Reinforcement Learning-Based Control for an Inline Skating Humanoid Robot
Pith reviewed 2026-07-01 05:14 UTC · model grok-4.3
The pith
Reinforcement learning produces a control policy for a humanoid robot on passive inline skates that cuts energy cost by up to 50 percent versus walking and transfers zero-shot to hardware.
A machine-rendered reading of the paper's core claim, the machinery that carries it, and where it could break.
Core claim
An RL policy trained without human motion data or imitation enables precise 6-DoF control of passive inline skates on a humanoid robot. Propulsion and balance strategies emerge from the reward structure when the policy is trained across spherical and ellipsoidal wheel geometries plus a custom curriculum and rolling reward. The policy reduces Cost of Transport by up to 50 percent relative to walking gaits and transfers directly to the Booster T1 hardware, where it maintains dynamic balance, rejects physical perturbations, and executes agile turns at speed.
What carries the argument
The reinforcement learning policy trained with multiple geometric wheel models during simulation, a success-based command curriculum, and a specialized rolling reward to produce edge-driven skating.
If this is right
- The policy achieves up to 50 percent lower Cost of Transport than standard walking gaits.
- Locomotion transfers zero-shot from simulation to the physical Booster T1 hardware.
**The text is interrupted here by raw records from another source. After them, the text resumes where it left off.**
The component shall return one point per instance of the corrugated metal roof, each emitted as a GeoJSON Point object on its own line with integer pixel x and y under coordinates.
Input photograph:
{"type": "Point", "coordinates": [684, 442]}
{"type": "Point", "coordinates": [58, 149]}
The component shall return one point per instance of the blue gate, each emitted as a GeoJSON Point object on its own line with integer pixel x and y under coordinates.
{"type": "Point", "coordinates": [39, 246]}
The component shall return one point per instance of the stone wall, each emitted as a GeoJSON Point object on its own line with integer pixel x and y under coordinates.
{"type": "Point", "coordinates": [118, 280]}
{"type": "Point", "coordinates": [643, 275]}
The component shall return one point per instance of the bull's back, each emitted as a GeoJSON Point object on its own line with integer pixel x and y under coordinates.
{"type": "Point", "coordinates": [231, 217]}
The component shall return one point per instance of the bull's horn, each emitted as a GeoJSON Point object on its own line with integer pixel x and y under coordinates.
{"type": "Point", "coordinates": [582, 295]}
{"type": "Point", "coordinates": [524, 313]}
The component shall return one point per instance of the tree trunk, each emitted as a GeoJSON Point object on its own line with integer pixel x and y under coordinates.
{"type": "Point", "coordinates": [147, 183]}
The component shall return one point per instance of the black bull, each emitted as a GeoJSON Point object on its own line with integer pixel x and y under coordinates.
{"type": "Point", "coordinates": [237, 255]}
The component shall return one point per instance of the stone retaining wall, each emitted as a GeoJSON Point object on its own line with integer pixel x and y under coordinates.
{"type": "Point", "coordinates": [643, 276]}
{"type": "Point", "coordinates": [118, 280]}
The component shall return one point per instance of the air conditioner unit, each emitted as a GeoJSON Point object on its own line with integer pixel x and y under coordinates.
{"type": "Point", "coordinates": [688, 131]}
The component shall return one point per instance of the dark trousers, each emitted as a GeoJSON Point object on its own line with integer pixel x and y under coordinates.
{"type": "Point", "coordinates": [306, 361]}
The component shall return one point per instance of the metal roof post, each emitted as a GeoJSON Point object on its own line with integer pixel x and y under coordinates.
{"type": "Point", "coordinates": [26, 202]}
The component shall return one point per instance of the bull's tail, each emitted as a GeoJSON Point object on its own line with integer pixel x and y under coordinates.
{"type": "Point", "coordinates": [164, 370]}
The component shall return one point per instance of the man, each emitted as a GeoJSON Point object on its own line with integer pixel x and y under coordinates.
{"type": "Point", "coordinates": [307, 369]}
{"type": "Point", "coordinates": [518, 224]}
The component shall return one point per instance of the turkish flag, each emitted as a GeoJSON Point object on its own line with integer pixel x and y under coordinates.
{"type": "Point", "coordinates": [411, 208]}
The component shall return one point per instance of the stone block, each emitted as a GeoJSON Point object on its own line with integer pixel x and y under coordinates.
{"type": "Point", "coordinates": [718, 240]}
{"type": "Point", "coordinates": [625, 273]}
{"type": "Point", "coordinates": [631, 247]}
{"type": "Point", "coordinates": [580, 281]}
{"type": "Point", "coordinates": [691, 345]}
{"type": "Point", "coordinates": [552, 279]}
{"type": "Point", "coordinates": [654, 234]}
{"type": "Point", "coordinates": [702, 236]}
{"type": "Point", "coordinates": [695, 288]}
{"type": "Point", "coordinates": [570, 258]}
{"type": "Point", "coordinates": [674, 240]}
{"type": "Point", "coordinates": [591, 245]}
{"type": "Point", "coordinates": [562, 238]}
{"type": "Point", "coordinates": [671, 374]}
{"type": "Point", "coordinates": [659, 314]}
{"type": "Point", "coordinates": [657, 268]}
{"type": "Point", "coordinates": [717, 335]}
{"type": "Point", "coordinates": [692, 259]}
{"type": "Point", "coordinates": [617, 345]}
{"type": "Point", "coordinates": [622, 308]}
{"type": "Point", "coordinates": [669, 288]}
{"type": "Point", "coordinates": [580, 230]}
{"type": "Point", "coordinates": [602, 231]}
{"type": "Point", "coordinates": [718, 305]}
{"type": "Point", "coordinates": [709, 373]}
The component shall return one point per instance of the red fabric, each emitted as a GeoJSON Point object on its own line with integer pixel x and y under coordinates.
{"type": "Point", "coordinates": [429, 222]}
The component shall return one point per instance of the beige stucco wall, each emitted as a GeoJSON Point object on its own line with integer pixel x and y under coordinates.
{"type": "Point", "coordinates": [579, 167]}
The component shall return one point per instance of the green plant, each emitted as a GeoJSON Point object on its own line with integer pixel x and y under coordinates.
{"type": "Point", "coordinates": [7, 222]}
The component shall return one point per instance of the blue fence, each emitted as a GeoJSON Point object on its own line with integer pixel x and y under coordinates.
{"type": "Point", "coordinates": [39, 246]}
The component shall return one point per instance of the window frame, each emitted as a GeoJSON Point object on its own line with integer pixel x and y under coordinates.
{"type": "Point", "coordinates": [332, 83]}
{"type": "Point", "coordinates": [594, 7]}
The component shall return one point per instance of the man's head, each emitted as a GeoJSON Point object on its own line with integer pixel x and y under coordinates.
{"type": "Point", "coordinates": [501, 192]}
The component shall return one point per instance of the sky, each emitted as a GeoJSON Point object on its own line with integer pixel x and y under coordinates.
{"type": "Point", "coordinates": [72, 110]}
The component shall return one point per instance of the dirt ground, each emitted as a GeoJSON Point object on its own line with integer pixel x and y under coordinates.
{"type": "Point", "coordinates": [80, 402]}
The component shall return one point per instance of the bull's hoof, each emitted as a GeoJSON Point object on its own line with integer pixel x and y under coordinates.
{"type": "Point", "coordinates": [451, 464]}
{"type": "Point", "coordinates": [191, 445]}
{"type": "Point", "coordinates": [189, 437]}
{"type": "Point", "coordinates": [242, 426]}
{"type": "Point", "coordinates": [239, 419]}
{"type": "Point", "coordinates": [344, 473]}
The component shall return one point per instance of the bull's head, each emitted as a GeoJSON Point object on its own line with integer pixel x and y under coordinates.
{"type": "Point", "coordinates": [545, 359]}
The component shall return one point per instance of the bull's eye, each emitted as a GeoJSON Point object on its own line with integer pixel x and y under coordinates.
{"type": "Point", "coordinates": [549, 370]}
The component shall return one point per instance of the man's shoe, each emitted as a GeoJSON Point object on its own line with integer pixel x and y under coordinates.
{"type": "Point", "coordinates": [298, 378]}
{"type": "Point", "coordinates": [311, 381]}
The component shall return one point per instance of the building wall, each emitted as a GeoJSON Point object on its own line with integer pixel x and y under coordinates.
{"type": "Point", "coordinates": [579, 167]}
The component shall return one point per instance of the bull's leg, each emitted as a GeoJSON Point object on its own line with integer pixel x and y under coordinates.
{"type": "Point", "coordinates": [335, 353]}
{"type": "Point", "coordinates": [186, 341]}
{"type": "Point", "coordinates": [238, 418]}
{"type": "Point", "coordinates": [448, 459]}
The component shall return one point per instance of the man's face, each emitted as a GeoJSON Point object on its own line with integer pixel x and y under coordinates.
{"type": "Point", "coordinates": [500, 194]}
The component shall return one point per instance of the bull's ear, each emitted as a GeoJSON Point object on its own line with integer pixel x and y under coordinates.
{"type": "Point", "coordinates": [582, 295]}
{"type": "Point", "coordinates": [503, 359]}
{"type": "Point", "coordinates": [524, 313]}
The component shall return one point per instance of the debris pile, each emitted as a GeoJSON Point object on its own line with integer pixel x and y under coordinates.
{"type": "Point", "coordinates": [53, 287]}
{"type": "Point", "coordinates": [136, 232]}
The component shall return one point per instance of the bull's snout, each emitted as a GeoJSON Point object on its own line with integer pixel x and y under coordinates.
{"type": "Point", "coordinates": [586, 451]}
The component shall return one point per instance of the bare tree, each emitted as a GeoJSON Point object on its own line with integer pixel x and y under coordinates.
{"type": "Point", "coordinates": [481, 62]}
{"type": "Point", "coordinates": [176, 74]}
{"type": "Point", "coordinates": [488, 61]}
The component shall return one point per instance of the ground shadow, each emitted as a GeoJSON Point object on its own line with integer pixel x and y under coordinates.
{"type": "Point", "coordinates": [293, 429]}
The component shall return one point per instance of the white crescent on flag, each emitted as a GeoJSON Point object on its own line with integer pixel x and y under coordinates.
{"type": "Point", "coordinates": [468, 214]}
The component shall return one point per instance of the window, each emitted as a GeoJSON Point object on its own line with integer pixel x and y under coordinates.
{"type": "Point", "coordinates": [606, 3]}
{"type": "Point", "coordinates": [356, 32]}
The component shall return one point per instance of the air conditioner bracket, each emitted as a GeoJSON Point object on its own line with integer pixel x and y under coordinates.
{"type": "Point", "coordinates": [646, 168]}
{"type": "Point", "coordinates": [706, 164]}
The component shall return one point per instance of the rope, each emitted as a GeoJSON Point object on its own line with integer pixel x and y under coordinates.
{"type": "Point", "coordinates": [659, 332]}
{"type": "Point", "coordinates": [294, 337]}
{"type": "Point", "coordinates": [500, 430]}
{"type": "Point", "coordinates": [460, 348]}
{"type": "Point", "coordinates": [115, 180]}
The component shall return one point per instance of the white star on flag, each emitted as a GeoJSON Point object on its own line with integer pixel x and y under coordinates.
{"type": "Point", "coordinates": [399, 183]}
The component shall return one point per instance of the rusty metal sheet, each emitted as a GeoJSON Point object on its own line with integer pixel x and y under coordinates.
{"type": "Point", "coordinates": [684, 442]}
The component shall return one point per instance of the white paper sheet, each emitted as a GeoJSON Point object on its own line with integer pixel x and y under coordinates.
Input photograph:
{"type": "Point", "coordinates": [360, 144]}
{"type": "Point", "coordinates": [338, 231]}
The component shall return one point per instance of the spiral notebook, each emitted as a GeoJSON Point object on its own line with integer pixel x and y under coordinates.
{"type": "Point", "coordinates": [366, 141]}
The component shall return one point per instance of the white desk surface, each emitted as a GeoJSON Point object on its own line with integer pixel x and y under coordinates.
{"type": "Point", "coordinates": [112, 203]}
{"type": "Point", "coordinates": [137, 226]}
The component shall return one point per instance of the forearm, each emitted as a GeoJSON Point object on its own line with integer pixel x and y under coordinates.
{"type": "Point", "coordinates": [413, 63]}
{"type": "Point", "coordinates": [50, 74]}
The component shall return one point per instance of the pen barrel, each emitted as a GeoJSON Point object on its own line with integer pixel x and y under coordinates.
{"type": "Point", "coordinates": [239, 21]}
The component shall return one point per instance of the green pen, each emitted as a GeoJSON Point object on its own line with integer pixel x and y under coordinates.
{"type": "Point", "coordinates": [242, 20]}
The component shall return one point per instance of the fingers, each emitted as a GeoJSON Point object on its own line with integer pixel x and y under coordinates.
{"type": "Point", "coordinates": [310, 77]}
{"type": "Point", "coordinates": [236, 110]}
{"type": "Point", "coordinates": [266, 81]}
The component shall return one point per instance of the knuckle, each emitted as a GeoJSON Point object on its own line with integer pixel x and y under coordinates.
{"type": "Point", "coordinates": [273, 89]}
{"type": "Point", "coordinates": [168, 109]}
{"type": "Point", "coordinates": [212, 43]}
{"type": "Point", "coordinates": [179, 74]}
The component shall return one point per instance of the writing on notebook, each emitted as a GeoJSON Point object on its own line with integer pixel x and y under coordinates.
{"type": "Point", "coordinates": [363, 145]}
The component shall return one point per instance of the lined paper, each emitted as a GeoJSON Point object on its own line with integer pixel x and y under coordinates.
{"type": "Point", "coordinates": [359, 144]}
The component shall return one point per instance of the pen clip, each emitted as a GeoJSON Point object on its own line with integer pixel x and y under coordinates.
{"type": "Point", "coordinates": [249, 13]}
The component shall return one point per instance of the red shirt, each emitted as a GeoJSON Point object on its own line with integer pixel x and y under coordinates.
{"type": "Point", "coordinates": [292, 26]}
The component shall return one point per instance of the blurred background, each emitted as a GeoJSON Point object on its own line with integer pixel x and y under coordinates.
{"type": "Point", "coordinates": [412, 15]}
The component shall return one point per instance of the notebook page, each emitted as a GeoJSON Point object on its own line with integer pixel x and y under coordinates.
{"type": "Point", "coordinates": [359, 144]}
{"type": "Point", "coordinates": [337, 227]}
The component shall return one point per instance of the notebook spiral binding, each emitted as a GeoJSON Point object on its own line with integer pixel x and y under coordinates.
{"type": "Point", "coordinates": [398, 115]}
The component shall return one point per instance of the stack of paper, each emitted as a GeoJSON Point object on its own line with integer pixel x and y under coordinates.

- The robot demonstrates dynamic balance and rejection of active physical perturbations.
- Agile turning at speed becomes possible through the learned skating strategies.
Where Pith is reading between the lines
- Similar reward and curriculum techniques could be tested on other passive-wheeled platforms to check whether the 50 percent energy reduction generalizes beyond this robot.
- If the approach scales, it opens a path to energy-efficient locomotion that combines legged versatility with wheeled efficiency without adding motors to the wheels.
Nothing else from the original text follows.